NUEVA REVISTA

Hace poco tiempo apareció en los puestos de periódicos una nueva revista: Europa. El título no podía ser más agresivo: esa palabra sola equivale a la negación prolija de cuanto compone la España actual.

Decir Europa es gritar a los organismos universitarios españoles que son moldes troglodíticos para perpetuar la barbarie, para empujar los restos de una antigua raza enérgica a todos los extremos de la desespiritualización.

Decir Europa es gritar al Parlamento que su Constitución es inmoral, que quien compra un voto es en mayor grado criminal que quien mata a su padre, que los partidos gubernamentales son instituciones kabileñas, que tolerar las leyes tributarias vigentes es hacerse reo de inauditas depredaciones.

Decir Europa es detenerse ante un cuadro de Sorolla respetuosamente —Europa es, ante todo, una incitación a la respetuosidad— y exclamar: Verdaderamente, el arte, la emoción trascendente empieza donde el pintor acaba.

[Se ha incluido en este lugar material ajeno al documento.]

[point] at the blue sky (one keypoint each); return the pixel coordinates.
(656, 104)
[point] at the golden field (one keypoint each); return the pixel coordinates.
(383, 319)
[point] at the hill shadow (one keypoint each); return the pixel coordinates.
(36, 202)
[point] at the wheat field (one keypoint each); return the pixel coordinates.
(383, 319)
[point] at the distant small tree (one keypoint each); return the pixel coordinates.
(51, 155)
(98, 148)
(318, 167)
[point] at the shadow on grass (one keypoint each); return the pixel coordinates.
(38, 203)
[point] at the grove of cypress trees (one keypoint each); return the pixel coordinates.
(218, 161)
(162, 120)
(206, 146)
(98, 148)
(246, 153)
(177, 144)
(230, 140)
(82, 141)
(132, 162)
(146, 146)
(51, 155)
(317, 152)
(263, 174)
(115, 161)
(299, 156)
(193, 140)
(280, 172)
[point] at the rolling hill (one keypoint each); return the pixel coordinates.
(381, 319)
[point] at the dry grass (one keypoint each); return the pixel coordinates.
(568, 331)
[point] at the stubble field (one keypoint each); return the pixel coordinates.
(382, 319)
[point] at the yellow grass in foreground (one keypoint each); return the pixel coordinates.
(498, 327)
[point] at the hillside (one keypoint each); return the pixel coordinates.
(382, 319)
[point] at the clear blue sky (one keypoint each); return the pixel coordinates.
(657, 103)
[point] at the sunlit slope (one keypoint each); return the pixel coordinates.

Y es tomar con análogo respeto un libro eruditísimo del grande Menéndez y Pelayo y ponerle al margen del último folio:

«¡Non multa sed multum!»

Sin embargo, Europa no es una negación; tal fuera, y carecería por completo de interés el hecho de haber aparecido esta revista. Por el contrario; nos hallamos ante el caso, nuevo en nuestro país desde hace pocos años, de que algunos escritores se reúnan en verdadera colaboración. Las revistas usuales entre nosotros se forman por mera yuxtaposición de original, como los muros se elevan situando un ladrillo junto a otro; de esta manera, el conjunto llega a ser un centón, sin más unidad que la unidad editorial del espacio en que se imprimen y el tiempo en que se publican.

Europa tiende a realizar una verdadera colaboración: quienes escriben en ella asiduamente han coincidido, movidos por una previa comunidad intelectual: la unidad de la labor a hacer les ha unido en colaboración. Esto es de suyo un síntoma inmejorable: la colaboración es la manera de vivir que caracteriza a los europeos.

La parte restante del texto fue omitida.